Even at six the traffic is a pain, knackered cars and dodgy minibuses racing past with stinking exhausts. A minibus gets hemmed in by riders and the driver sounds his horn aggressively. We ride in a north-westerly direction out of the city and within a couple of miles are cruising down long straight roads, the sun rising in the north east.The African highveld here is gently undulating and the straight roads swoop up and down long hills as we click up and down our gears. Motorcycle marshalls race past and stop traffic for us at junctions; I’ve never seen such a massive, well-organised club run, there is even a broom wagon for casualties.

The temperature is about 24 degrees, the roads are dry, well surfaced and clean except for grit along the sides, which I do my best to avoid for fear of punctures. We are at around 5000 feet above sea level so I am breathing faster than usual; a rider tells me that there are gold mines around here that go down to sea level, they are so hot at the bottom that attempts have been made to air condition them. The scenery becomes gradually wilder, lush African grass waving in the breeze and red rock outcrops on the horizon. Local people stroll along the verges and the pesky minibuses are still with us, darting in to the roadside to pick up passengers then pulling out carelessly on us. I chat with other riders, mostly they ask where I’m from and surprising numbers of them have worked in the UK and even visited Manchester.

After 20 miles we reach the Cradle of Humankind World Heritage Site; hominid fossils 3.5 million years old have been found here. At a roundabout at 23 miles the riders turn and head back for Johannesburg. We pass a small game reserve, I smell rotting meat and a lion roars – not something you hear in Lancashire! There are hundreds of cyclists going both ways along the road, our own Cycle Lab teams as well as teams from other local shops and smaller groups and couples. Out of the hundreds of riders I see, only two are black. I find myself alongside a heavily built black guy in his thirties who is suffering on the hills and we chat for a while; he doesn't know why there are so few black cyclists and we get separated before we have time to talk any more.

My first drink bottle has lasted beyond the halfway mark, I drain it and swop it on the down tube for the second bottle. We are heading into a gentle breeze so I put in an effort and join the back of the leaders of the bunch, chatting with one of the ride leaders for a couple of miles. We pass an accident, a Cycle Lab rider is lying in the road, head supported, surrounded by other riders, bikes scattered around. He’s on a climb so I assume he must have crossed wheels or become ill. A private ambulance is racing towards the scene, lights flashing. I realise that apart from my cellphone with a couple of ICE numbers, nobody knows who I am and I have left my medical emergency card in the hotel room safe. Must remember it next week for the Cape Argus.

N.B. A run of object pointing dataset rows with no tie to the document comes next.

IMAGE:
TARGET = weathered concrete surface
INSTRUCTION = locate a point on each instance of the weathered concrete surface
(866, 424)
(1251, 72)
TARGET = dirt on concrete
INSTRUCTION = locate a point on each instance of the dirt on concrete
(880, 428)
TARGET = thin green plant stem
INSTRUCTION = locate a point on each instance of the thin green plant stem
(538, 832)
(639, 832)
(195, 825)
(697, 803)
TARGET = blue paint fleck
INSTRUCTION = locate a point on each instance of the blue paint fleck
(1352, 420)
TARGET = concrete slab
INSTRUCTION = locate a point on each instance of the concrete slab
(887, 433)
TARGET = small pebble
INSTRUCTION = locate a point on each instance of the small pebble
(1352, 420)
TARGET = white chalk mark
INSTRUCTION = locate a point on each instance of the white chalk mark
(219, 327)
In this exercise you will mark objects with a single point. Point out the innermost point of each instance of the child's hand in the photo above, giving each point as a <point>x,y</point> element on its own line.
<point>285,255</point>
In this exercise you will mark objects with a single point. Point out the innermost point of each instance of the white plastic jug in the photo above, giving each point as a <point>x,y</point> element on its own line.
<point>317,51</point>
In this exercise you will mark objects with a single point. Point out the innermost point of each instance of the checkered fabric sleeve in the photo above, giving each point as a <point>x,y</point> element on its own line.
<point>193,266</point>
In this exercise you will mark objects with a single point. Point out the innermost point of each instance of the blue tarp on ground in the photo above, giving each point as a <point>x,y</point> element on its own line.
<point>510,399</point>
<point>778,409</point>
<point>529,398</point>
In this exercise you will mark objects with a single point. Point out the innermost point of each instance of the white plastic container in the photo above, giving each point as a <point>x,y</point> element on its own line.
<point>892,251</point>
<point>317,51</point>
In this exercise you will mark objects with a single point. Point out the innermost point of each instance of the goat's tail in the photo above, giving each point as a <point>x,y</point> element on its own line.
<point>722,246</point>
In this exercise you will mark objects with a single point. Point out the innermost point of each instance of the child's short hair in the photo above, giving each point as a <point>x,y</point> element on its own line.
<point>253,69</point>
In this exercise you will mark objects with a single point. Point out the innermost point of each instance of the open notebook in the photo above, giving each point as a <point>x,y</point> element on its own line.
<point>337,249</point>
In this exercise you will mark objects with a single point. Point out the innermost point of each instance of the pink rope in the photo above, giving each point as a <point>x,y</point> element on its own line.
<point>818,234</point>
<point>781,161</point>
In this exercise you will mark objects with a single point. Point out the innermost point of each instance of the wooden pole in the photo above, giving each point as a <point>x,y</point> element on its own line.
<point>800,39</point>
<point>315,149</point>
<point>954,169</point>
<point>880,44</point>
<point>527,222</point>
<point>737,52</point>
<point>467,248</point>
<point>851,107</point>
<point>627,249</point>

I feel a twinge of cramp in one thigh and my back and neck are aching; I’ve been in the saddle now for two hours so on the long downhills I stand up and stretch. The Argus will be 66 miles in much hotter and possibly very windy conditions so I’m wishing I was better acclimatised to the riding position; the UK winter and family and work commitments don’t allow enough long rides though.

In the distance I see the towers of the vulgar Italianate pastiche village of Montecasino where I’m staying. I’m looking forward to some breakfast. At 46 miles I peel off at a major highway junction and cross, checking carefully both ways for rogue minibuses. I cruise into the gated compound of the hotel and leisure complex and arrive at my hotel where I stretch for a few minutes, before heading up to my room for a welcome shower. Might spend a few minutes in the car park later fettling handlebar position and cleats before dismantling the bike and packing it in its case for trucking down with thousands of others to Cape Town where 35,000 riders will compete in the Cape Argus on Sunday the 13[sup]th[/sup].